For me, nothing compares to an amaryllis (Hippeastrum) at Christmas. I’ve never really been a poinsettia person. I’m sure this has nothing to do with me working for a grower in high school where we would sit on an assembly line, dipping poinsettia cuttings into rooting powder and then sticking them into peat pellets. We did this every day after school and on weekends for hours upon hours. Besides, amaryllis are perfection in my eyes. The big blooms are gorgeous. They’re easy to grow and take care of. I know more people that keep their amaryllis year to year than don’t. Try saying that about a poinsettia. Also, they grow so fast you’d swear that if you sat down, with a latté, and watched it, you’d see it growing. At the least, you’d forget about any stress while trying to catch a glimpse of it getting bigger.
When selecting bulbs, remember that the size of the bulb does make a difference. A regular size bulb, measuring 24 – 26 cm around the circumference will usually give you one, maybe two bloom stalks. A large bulb measuring 34 – 36 cm will often give you three bloom stalks. A jumbo bulb, at 42 cm can produce up to six bloom stalks. While red, white, or red and white flowers are more traditional Christmas colours, more unique colours and flower shapes have become quite popular. I have a landscaper who buys amaryllis bulbs to pot up for her customers as gifts. She buys pink, orange, and lime colours for her Jewish clients. Papilio, sometimes called the butterfly amaryllis, is a species from the Brazilian rain forests. It was only discovered in 1967 and is believed to be extinct in nature. It has green-white flowers with burgundy stripes and is my best seller.

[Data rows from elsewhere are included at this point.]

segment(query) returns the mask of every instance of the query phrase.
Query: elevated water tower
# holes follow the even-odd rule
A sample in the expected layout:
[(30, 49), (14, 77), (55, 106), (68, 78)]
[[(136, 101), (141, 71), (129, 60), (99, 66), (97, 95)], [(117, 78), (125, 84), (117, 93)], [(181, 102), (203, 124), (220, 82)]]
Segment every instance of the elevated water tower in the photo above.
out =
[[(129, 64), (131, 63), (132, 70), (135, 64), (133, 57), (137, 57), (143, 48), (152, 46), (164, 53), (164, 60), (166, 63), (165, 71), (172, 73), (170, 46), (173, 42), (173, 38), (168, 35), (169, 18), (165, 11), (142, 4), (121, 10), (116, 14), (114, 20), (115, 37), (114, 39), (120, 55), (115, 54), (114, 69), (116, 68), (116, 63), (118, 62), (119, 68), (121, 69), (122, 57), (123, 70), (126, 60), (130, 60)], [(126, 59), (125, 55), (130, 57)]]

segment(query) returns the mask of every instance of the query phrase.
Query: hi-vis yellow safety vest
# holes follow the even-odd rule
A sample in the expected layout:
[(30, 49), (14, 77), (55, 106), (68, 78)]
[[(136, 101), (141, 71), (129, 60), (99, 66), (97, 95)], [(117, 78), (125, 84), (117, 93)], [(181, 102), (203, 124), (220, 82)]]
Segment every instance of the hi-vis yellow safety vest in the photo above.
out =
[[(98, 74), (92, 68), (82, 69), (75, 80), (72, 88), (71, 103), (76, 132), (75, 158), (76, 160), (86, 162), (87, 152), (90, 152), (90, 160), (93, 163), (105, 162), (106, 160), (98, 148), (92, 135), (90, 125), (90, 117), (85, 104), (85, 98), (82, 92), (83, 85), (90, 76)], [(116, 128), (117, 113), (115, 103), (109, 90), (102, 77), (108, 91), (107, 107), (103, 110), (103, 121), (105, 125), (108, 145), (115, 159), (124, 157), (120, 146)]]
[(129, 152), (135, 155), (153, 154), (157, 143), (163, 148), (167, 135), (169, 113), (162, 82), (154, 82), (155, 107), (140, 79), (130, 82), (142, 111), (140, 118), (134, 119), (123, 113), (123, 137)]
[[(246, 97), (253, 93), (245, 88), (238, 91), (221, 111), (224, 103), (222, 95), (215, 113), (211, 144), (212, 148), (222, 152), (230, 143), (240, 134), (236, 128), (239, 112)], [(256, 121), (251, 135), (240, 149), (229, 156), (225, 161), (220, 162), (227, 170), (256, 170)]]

So what do you do with the bulb once you’ve bought one? The pot only needs to be a small amount bigger than the bulb. I pick pots that will allow the width of my thumb between the bulb and the pot. Also, heavier pots are less likely to tip over under the weight of the flowers. You can use a soilless mix or any potting mix. Plant the bulbs so that about one third of the bulb is above the soil and pack the soil down rather firmly. Water it in well, but try not to water the bulb itself. An easy way to do this is to keep a deep saucer under your pot and fill it with water. Give your plant lots of sunlight, preferably a south or west window. Initially, water sparingly, when the soil has mostly dried out. After your amaryllis is growing actively, you have to water more often and fertilize it every once in a while. After about six – eight weeks, you’ll be rewarded with big beautiful blooms. As each bloom stalk finishes, cut it back to a few inches. You might want to do this over a sink as water usually comes out of the stalk.
Once your bulb has finished flowering, keep watering it and fertilizing, allowing the leaves to develop. When it warms up in the spring, you can take it outside. Give it lots of sun and regular watering and fertilizing. It will dry out a lot quicker outside than inside. Around mid July, I stop watering altogether and move my pots to a spot where they don’t get rain. This will get the leaves to start dying off. When the leaves have completely yellowed and dried, cut them off and store the bulb somewhere cool, like a fruit cellar. I know a number of people will try the furnace room, but this isn’t usually cold enough. If you don’t have a cold place to keep the bulb, put it in a paper bag, and store it in the vegetable crisper of your fridge. The paper bag will protect the bulb from any ethylene gas. Keep the bulb in it’s cool hibernation for ten weeks. You can then replant the bulb, latté in hand, and forget about your worries.